24. Most blessed of women be Jael, the wife of Heber the Kenite, most blessed of tent-dwelling women. 25. He asked for water, and she gave him milk; in a bowl fit for nobles she brought him curdled milk. 26. Her hand reached for the tent peg, her right hand for the workman’s hammer. She struck Sisera, she crushed his head, she shattered and pierced his temple.
Reflection by Darlene Wagner
It is rather frightening that Holy Scriptures would call Jael the “most blessed of women” for murdering Sisera while he slept. Sisera was likely known to be a cold-blooded killer in addition to being an oppressor of the Jews. Maybe, Jael’s slaying of Sisera was justified under the rough-and-tumble unwritten laws of tribal desert peoples. Then again, Jael extended hospitality towards Sisera, only to betray him with death. This would seem to run afoul of the high regard desert tribes place upon hospitality.

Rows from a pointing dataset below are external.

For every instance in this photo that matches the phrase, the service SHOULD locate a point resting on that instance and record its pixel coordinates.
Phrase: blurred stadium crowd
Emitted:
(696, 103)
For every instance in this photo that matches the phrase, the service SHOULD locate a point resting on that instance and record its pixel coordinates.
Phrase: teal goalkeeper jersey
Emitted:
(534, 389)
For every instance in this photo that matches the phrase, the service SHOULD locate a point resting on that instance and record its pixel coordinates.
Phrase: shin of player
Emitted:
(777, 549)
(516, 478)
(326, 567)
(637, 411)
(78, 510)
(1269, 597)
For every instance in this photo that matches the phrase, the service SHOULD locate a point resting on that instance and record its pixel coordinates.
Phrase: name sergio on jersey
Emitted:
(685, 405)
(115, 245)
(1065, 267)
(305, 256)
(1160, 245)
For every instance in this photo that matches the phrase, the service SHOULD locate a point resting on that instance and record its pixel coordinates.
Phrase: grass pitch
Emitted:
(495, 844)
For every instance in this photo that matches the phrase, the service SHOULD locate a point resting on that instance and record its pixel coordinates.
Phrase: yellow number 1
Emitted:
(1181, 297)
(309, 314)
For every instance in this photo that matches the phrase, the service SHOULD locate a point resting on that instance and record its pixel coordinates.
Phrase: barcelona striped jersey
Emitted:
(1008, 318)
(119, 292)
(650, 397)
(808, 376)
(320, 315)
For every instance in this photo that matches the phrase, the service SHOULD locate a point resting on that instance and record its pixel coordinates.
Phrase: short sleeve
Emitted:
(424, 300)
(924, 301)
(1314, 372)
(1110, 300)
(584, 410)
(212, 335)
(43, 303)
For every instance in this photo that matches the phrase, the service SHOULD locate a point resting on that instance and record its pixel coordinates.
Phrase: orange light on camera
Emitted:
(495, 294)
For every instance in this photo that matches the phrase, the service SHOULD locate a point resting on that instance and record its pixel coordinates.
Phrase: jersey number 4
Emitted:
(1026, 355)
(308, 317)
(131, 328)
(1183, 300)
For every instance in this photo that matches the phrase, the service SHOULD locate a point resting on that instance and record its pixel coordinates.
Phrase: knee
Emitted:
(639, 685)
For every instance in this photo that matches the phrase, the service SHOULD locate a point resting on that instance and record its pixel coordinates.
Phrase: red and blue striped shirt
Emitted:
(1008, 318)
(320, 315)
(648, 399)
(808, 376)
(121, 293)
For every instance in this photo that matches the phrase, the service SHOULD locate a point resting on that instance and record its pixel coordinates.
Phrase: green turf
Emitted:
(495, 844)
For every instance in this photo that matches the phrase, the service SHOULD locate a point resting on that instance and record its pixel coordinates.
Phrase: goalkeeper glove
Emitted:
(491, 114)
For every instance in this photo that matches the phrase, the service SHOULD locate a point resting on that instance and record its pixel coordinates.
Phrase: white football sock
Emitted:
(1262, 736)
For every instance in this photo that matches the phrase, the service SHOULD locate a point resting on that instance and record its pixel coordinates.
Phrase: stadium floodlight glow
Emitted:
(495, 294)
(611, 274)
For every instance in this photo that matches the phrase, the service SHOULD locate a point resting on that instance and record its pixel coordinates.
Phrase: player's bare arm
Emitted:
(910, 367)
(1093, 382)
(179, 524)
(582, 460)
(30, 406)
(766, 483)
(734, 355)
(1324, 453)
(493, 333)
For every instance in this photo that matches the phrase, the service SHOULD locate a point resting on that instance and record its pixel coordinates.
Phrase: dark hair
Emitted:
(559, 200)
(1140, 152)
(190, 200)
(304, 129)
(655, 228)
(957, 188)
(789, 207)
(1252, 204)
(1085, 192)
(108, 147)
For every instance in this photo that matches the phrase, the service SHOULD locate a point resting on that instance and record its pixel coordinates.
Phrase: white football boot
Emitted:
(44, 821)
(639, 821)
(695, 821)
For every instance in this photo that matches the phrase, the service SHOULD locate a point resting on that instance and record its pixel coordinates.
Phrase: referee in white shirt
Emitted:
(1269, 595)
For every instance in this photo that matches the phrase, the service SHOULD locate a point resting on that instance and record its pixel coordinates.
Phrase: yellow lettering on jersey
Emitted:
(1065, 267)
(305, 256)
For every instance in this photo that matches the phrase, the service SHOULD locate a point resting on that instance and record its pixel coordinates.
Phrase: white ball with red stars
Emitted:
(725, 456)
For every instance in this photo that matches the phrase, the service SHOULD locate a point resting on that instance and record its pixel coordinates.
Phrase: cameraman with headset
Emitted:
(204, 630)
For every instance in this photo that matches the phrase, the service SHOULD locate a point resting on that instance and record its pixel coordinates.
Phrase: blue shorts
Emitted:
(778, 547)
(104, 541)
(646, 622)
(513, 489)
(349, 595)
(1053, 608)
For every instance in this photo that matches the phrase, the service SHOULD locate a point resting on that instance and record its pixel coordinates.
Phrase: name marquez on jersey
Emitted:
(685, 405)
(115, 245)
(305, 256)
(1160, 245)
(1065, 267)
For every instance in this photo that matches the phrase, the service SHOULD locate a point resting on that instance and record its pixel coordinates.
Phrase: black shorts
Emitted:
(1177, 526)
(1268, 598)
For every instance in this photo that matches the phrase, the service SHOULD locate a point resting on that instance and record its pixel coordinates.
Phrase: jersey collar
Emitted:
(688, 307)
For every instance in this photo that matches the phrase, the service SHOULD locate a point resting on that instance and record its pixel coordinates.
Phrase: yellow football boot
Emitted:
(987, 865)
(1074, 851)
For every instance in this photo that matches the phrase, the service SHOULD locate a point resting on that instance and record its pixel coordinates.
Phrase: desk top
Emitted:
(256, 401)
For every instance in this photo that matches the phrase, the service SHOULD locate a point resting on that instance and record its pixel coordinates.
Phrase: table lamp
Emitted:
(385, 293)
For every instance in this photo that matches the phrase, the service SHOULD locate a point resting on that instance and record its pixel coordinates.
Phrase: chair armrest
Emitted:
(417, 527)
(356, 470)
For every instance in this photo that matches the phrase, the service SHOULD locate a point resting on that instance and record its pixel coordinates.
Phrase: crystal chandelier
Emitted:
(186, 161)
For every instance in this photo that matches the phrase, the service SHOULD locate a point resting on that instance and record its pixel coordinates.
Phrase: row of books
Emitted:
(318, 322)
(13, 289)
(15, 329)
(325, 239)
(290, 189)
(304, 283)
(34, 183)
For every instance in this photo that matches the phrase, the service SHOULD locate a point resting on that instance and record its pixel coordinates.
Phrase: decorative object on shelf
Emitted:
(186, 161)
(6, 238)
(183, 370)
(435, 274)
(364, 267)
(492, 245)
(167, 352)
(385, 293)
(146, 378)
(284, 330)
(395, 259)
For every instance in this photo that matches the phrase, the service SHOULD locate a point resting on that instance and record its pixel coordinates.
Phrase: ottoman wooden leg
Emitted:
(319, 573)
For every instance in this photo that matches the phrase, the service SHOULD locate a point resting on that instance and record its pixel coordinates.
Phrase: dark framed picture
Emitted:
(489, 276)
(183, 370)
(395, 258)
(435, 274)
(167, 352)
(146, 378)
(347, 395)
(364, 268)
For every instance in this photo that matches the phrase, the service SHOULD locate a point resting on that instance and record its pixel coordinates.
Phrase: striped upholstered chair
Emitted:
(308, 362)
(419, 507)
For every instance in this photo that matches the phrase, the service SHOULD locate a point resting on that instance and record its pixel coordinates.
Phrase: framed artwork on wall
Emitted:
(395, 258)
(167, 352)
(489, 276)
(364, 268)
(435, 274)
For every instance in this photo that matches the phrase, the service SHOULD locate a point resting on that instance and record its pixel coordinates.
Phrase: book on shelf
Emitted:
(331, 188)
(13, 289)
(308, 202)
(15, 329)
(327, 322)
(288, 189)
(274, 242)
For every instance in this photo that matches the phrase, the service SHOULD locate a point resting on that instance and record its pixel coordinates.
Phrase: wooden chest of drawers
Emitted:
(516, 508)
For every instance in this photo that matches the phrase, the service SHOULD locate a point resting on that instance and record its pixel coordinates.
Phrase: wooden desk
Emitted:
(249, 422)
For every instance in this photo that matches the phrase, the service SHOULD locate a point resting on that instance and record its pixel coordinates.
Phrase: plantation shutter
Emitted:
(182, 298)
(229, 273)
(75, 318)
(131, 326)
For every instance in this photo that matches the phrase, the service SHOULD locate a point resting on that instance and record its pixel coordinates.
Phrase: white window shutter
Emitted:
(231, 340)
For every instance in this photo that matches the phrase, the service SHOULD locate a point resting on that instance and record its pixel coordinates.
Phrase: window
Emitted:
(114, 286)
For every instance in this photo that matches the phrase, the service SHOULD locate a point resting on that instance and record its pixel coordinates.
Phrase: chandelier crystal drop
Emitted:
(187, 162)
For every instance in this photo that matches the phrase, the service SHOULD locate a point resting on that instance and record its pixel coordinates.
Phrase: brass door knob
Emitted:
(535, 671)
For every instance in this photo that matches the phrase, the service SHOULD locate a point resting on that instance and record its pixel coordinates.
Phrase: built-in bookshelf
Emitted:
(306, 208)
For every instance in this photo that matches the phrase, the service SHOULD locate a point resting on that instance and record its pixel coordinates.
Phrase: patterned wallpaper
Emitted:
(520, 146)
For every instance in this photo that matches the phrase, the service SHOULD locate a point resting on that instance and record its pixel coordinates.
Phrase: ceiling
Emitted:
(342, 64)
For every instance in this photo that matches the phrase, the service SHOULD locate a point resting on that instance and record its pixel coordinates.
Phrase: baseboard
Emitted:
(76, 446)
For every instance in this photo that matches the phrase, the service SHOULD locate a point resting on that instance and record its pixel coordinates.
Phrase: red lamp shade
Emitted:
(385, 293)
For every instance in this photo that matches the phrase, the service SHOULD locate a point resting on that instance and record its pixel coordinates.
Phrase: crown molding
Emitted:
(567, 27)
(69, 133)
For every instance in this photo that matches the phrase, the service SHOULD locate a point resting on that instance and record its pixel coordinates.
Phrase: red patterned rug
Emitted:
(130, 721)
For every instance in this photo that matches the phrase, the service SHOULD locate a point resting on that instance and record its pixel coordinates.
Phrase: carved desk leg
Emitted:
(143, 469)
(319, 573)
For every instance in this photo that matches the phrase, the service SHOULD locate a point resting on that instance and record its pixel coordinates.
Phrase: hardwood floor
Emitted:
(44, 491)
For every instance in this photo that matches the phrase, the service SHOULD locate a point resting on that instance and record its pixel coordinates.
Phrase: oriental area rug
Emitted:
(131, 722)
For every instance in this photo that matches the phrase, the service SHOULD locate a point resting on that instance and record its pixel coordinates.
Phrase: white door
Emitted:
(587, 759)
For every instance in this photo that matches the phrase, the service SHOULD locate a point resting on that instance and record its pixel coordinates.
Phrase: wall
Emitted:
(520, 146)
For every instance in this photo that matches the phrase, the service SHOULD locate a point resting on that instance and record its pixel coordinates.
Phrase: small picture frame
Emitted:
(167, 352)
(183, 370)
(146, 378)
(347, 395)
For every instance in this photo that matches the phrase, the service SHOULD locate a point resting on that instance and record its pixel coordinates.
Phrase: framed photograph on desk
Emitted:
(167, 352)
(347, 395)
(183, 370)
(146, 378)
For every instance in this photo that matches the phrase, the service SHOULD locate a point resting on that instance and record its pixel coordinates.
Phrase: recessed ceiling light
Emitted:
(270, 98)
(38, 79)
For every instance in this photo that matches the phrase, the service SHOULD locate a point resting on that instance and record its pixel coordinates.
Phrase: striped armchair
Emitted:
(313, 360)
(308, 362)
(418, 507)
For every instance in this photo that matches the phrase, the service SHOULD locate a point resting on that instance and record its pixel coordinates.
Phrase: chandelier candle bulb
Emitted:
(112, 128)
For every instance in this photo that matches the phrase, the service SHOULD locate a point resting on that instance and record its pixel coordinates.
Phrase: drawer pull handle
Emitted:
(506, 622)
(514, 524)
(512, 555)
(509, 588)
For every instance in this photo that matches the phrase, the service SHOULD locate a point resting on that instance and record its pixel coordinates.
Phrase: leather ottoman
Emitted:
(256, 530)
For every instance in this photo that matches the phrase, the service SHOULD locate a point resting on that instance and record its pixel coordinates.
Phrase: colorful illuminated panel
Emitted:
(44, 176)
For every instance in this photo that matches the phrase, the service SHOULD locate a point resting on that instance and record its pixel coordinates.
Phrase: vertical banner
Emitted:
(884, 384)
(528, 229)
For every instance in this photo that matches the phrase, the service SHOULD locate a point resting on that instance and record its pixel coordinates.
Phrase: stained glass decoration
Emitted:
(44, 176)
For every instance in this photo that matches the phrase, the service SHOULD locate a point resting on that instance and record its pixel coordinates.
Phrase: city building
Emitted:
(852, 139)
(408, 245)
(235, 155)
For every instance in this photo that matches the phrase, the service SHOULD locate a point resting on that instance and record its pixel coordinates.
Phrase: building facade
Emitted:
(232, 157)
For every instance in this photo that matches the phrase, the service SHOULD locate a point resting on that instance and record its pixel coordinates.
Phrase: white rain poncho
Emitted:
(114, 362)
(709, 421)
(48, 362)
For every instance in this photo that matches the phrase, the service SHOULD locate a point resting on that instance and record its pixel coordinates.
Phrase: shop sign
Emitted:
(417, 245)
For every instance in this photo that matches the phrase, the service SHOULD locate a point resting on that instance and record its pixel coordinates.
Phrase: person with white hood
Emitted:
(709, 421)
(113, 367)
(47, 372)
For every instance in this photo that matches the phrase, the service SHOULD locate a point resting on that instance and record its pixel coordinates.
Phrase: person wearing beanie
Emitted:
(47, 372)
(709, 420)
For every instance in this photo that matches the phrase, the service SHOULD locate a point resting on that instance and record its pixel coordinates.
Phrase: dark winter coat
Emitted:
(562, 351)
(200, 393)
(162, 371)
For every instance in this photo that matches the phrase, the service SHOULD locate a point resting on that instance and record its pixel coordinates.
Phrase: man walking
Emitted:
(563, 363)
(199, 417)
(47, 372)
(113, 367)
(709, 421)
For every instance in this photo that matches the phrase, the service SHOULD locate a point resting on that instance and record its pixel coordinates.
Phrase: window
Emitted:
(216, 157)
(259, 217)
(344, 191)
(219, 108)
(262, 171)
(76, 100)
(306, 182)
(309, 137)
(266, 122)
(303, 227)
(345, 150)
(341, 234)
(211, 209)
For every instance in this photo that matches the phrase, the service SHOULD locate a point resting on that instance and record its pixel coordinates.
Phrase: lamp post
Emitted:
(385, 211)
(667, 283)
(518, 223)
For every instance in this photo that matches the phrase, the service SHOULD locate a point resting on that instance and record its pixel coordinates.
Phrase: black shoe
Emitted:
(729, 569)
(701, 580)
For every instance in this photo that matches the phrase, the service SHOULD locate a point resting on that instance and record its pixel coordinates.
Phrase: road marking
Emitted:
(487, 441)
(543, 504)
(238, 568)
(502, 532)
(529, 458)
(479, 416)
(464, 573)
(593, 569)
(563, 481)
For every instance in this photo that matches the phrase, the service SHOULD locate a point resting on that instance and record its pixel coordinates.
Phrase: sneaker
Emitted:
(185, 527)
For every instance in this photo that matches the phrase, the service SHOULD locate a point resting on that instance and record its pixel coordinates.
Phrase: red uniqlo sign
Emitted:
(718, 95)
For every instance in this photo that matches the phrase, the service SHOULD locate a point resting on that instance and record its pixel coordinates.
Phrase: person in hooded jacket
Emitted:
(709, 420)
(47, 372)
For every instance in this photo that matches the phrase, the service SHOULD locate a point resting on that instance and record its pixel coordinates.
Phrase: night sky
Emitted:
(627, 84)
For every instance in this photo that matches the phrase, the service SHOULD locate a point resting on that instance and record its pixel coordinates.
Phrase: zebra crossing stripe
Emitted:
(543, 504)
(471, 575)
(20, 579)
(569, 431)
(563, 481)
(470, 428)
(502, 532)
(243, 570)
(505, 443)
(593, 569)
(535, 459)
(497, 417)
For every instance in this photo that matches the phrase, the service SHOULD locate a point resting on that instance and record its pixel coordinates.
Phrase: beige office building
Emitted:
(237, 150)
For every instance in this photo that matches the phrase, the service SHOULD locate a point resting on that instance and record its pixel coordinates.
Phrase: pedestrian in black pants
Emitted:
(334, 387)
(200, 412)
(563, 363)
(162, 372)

Despite the accolades she gains from the song of Deborah and Barak, Jael’s actions are indeed wrong when viewed from a New Testament perspective. Christ taught, “Love your enemies, do good to those who hate you” (Luke 6:27). Paul taught, “If your enemy is hungry, feed him” (Romans 12:20). While God is unchanging, the human understanding of God grows throughout the ages to become more compassionate and just. From the perspective of imperfect human experience, God is still speaking.
Invocation: Most Compassionate Father, Thank you for patiently teaching us In your paths of peace and compassion! For human ways are not your ways; Violence is never part of your plan.